# Replacement roboduck batteries



## just ducky (Aug 23, 2002)

I thought I'd pass this along as an fyi...while readying my gear for the Nodak trip the other day, I found that my robo battery was shot. I checked around locally, and finally did find one at Radio Shack, but it was over $30. I called Gander Mt. and as usual, they didn't have a clue what I was looking for, EVEN THOUGH their catalog says they have them (have I said lately that I'll never shop there again?). Cabela's carries them for $14.99. So I searched on-line and found one on this site

http://www.batteries.com/productprofile.asp?appid=412984 

$9.99 plus shipping. :yikes: It just arrived here, and yup...works fine. Thought I'd pass the info along in case anyone else is in the same pickle I was.


----------



## bucknduck (Nov 7, 2003)

Thanks JD, I just charged both of mine last night and they charged up just fine. Ran them for awhile just to make sure the batteries didn't drain (actually the spinning wings help to relax the mind).:lol:

After the weekend, they may only get used on occasion when field hunting.


----------



## just ducky (Aug 23, 2002)

bucknduck said:


> Thanks JD, I just charged both of mine last night and they charged up just fine. Ran them for awhile just to make sure the batteries didn't drain (actually the spinning wings help to relax the mind).:lol:
> 
> After the weekend, they may only get used on occasion when field hunting.


buck,
I only use mine a handful of times here in MI, but it works like a charm in fields in nodak. So I'm glad I checked early enough.


----------



## BVG (Nov 18, 2004)

I got mine at Batteries Plus a couple of years ago. I don't remember the price but it was a lot better than any sporting goods store.
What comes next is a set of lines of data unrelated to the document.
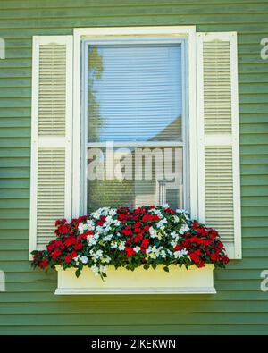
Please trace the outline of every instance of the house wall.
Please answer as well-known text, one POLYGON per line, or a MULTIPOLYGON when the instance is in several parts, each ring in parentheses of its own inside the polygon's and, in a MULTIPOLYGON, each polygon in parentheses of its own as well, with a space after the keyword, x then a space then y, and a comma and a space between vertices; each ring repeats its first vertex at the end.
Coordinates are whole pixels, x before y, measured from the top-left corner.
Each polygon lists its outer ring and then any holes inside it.
POLYGON ((0 333, 267 333, 267 0, 0 0, 0 333), (215 271, 216 295, 54 296, 29 256, 31 37, 74 27, 197 25, 238 31, 243 260, 215 271))

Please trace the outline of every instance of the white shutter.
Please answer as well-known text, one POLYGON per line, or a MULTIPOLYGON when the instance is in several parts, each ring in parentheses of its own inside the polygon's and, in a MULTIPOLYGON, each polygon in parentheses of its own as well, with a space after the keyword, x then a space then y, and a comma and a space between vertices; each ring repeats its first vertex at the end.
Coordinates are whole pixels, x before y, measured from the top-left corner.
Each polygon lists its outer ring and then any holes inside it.
POLYGON ((71 216, 72 36, 33 37, 29 251, 71 216))
POLYGON ((241 258, 237 34, 197 33, 198 214, 241 258))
http://www.batteriesplus.com/


----------



## bias (Aug 29, 2004)

I got in a pinch a couple of years ago with a dead robo duck battery out in the marsh and wired up a 6v lantern battery to use that day instead. Since then, I've quit using the expensive batteries from cabelas, and pick up a cheap lantern battery at the gas station if I need a replacement, which isn't often. They work well, and last a good long time. Its been three years, and no problems yet.


----------



## marshman (Nov 29, 2005)

just picked up a new mojo battery at TSC for 9.99 and a 12 volt for the mallard machine was only 14.99.....cant beat that~!

~marsh


----------



## mintgreenwalleyemachine (Jan 18, 2005)

Home depot has them in the security lighting section for 13$ they are the same style rechargeable you just have to trim the positive terminal a hair!


----------



## TRAILER TRASH (Oct 4, 2006)

If you know any commercial electricians they use the same battery in emergency exit lights. Got a couple that were headed to the dumpster, now their going hunting


----------



## DEDGOOSE (Jan 19, 2007)

mintgreenwalleyemachine said:


> Home depot has them in the security lighting section for 13$ they are the same style rechargeable you just have to trim the positive terminal a hair!


 
I get something similiar from a lighting supply and electric supply. They are the ones for the redlights and are rated to hold charge in extremely cold weather.


----------